A proposal from Mayor Rahm Emanuel to expand early childhood educational opportunities was approved by the City Council Finance Committee Monday, even as it was revealed the method for funding the expansion could wind up being a financial windfall for investors and drawing comparisons to the much-maligned parking meter privatization deal.
Last month Emanuel proposed expanding Chicago Public Schools’ Child-Parent Center preschool program by 2,618 children over the next four years through the use of a pay-for-performance financing plan called “social impact bonds.” These bonds are $17 million in loans from the Goldman Sachs Social Impact Fund, Northern Trust and the J.B. and M.K. Pritzker Family Foundation. But Chicago Chief Financial Officer Lois Scott said during budget hearings investor returns would be based on three separate student performance benchmarks from kindergarten through third grade. The rate of return would be 6.3 percent, meaning the lenders could reap up to $34.5 million in repayments by the city over the next 18 years if the children in the program meet the testing standards. Scott said this was a win-win for the city.
“Every single payment to the investors depends on whether the children have been helped. If children do not benefit from the program, the investors get nothing — not even their money back.”

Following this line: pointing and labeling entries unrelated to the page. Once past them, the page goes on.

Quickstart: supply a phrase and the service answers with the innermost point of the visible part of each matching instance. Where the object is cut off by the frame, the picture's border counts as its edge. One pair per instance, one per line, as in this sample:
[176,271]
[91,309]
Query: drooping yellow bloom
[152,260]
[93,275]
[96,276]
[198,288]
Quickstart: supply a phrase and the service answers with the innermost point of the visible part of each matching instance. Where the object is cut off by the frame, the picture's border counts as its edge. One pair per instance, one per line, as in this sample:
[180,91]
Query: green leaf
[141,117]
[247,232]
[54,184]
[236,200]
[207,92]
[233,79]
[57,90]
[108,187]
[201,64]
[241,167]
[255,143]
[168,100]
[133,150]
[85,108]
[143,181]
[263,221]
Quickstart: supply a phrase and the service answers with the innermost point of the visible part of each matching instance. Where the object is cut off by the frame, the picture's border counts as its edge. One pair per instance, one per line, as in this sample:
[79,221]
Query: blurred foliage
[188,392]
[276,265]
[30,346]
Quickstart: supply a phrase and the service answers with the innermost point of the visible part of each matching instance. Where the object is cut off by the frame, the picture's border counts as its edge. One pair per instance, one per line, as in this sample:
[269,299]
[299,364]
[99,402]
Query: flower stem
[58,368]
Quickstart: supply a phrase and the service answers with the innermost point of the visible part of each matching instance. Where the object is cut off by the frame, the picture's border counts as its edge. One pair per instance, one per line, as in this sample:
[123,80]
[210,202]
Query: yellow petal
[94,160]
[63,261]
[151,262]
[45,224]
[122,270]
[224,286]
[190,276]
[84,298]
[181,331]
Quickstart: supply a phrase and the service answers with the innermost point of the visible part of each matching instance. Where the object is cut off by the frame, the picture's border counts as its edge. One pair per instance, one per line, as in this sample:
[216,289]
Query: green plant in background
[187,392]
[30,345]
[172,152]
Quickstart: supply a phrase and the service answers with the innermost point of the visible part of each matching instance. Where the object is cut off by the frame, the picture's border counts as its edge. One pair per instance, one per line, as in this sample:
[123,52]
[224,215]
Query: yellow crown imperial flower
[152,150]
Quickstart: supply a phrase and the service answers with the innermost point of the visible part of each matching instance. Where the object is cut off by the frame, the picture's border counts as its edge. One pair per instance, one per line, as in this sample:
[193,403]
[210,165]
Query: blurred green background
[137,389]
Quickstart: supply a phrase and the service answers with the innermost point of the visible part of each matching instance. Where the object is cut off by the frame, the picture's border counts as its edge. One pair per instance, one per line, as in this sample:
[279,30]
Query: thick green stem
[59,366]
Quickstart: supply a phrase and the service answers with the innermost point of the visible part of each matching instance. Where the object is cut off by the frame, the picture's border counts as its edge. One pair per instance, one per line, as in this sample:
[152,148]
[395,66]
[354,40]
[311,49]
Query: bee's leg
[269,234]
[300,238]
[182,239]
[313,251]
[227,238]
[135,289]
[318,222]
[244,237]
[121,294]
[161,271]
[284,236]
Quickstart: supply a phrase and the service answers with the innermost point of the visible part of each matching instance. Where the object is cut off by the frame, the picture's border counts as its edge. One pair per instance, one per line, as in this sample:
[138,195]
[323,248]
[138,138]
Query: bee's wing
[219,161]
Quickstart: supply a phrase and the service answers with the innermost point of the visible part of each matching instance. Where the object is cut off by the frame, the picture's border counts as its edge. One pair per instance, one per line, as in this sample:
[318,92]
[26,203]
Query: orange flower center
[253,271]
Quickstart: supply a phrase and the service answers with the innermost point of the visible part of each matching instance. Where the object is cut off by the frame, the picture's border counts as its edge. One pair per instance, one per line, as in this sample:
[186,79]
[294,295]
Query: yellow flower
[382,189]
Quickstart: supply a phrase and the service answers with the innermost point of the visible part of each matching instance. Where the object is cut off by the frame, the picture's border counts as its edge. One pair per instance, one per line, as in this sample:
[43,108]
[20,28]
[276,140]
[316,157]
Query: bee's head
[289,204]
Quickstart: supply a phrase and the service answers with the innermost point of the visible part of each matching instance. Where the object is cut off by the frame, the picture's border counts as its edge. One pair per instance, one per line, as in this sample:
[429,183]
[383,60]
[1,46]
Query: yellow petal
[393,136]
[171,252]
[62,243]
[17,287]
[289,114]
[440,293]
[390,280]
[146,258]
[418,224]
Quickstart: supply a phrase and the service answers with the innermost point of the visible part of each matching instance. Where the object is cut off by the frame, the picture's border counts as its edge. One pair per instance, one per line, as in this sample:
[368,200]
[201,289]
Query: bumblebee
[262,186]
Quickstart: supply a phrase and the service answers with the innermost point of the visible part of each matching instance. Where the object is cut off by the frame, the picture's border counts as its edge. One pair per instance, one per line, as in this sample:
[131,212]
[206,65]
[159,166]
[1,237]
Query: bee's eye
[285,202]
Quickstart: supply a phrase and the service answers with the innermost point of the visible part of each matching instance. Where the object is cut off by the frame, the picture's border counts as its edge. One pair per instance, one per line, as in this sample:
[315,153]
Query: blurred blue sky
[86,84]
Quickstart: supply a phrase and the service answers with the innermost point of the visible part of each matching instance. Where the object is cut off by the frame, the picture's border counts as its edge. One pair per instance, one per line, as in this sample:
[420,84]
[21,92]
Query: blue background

But the prospect of a group of bankers making money on a city program that’s been in place for decades doesn’t sit well with some aldermen and other critics. Ald. Scott Waguespack (32nd) said the program “is basically privatizing Head Start.”
“Head Start has been proven to work for decades…. It reminds me of the parking meter deal. The same type of people came in and said it was a high-risk asset [when] it was a low-risk asset...We lost billions of dollars. We’re not gonna lose billions here. But, taxpayers under this scheme are gonna pay a lot more than if we just went out and re-allocated resources we already have.”
Chicago Teachers Union policy researcher Kurt Hilgendorf concurred.
"This is a very similar structure to the parking meter deal, to the Infrastructure Trust. These complex financing schemes result often in less efficient delivery of public services."
But Scott maintained the bond program is good if it means getting more kids in the program, because there is little risk to the city.
"That's a little bit higher than where they would finance on a general obligation basis, but there's no taxpayer dollars at risk that way," she said. "This puts all the risk on the investors. … So I would consider that an attractive financing rate."